In an update to its previous communication regarding increased reports of serious blood clots connected with use of Iclusig, the FDA issued a new safety announcement for Iclusig on Oct. 31 . In that update, the agency said approximately 24 percent of patients in the Phase II trial and approximately 48 percent of patients in the Phase I trial have experienced serious adverse events, including heart attack, stroke, loss of blood flow to the extremities resulting in tissue death and severe narrowing of blood vessels requiring surgical intervention.

Those trials did not include control groups, so the relationship to treatment with Iclusig is unclear. “However, the increasing rate and pattern of the events strongly suggests that many are drug-related,” the agency said. “At this time, FDA cannot identify a dose level or exposure duration that is safe.”

That wording was especially troubling for Cowen and Co. analyst Phil Nadeau. “We found two pieces of new information in the FDA’s communication concerning,” he wrote in a research note. In addition to being unable to identify a safe dose level, “the FDA highlights an analysis of adverse events that is even more worrisome than the one released a couple of weeks ago.”

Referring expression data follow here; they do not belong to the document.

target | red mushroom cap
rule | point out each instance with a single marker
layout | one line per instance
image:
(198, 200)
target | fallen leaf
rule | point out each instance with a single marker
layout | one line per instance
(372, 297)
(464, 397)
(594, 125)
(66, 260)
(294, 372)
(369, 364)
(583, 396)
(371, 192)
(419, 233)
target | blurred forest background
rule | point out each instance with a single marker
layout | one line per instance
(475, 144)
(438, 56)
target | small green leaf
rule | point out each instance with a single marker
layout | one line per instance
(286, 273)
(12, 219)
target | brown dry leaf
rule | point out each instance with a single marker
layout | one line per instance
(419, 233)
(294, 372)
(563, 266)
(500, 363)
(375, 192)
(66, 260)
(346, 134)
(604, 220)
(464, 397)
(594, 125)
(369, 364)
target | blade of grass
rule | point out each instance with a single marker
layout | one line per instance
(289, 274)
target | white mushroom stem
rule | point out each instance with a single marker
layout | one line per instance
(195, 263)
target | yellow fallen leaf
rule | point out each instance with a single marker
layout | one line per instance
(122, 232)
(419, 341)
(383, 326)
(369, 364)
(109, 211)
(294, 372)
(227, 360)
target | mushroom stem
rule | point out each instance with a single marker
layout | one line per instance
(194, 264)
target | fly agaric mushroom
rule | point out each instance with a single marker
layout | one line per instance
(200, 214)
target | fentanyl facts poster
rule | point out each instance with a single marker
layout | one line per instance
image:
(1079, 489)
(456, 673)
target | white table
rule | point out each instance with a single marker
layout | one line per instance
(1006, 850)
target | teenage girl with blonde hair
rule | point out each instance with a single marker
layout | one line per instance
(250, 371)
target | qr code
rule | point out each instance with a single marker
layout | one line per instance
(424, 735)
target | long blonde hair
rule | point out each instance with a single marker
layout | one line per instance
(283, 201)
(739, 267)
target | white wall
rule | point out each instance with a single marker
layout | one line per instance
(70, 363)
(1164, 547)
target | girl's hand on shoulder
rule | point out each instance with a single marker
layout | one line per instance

The FDA also said that in the Phase II trial, adverse events affecting the blood vessels that supply the heart, brain and extremities were observed in 12 percent, 6 percent and 8 percent of patients, respectively, and that those events were observed even in patients in their 20s without cardiovascular risk factors, as well as in patients with risk factors. Other observed serious adverse events included blindness and blurred vision, high blood pressure and heart failure.

During the conference call, Berger said the FDA’s analysis was consistent with the company’s analysis.

The FDA’s instructions for patients and doctors were that patients currently taking the drug and not responding should immediately discontinue it. Those who are responding to the drug and whose physicians believe that the benefits outweigh the risks should be treated under a single-patient Investigational new drug application or expanded access registry program while the agency is conducting its safety investigation. It said doctors should not begin treating new patients with Iclusig unless no other treatment options are available and all other available therapies have failed.

Iclusig’s uncertain status gives breathing space to two other CML drugs that were recently approved. Pfizer Inc.’s Bosulif (bosutinib) was approved in September 2012 based on data showing a 27 percent major cytogenetic response. And the agency approved Teva Pharmaceuticals Industries Ltd.’s Synribo (omacetaxine mepesuccinate) in October 2012.

Ariad executives expressed confidence that Iclusig eventually would return to the market under a narrower label than what was previously approved. Berger said Ariad has shared information with other regulatory bodies around the world. “We’ve been completely transparent with each of them over the past several weeks with available information about the safety of Iclusig,” Berger said. “It’s too early to know exactly how the EMA and European countries will react to our decision to suspend marketing in the U.S. We are not suspending marketing anywhere other than the U.S.”

The company said it did not yet have any information on whether further studies would be necessary, or what the path forward would be. “There hasn’t been guidance given to us,” Berger said. “We are definitely going to enroll patients in trials of one type or another at lower doses. More than that, I can’t make any comment. We haven’t reached any decisions.”

Analyst opinion, however, was largely negative. “If negotiations around an updated label were going to be resolved quickly, then it’s probably unlikely the suspension would have been implemented in the first place,” wrote JP Morgan analyst Cory Kasimov.

Outside of Iclusig, Ariad is developing AP26113 for ALK-positive non-small-cell lung cacer, and that drug has shown activity, with a 65 percent overall response rate. But much of the company’s value is perceived to reside in Iclusig.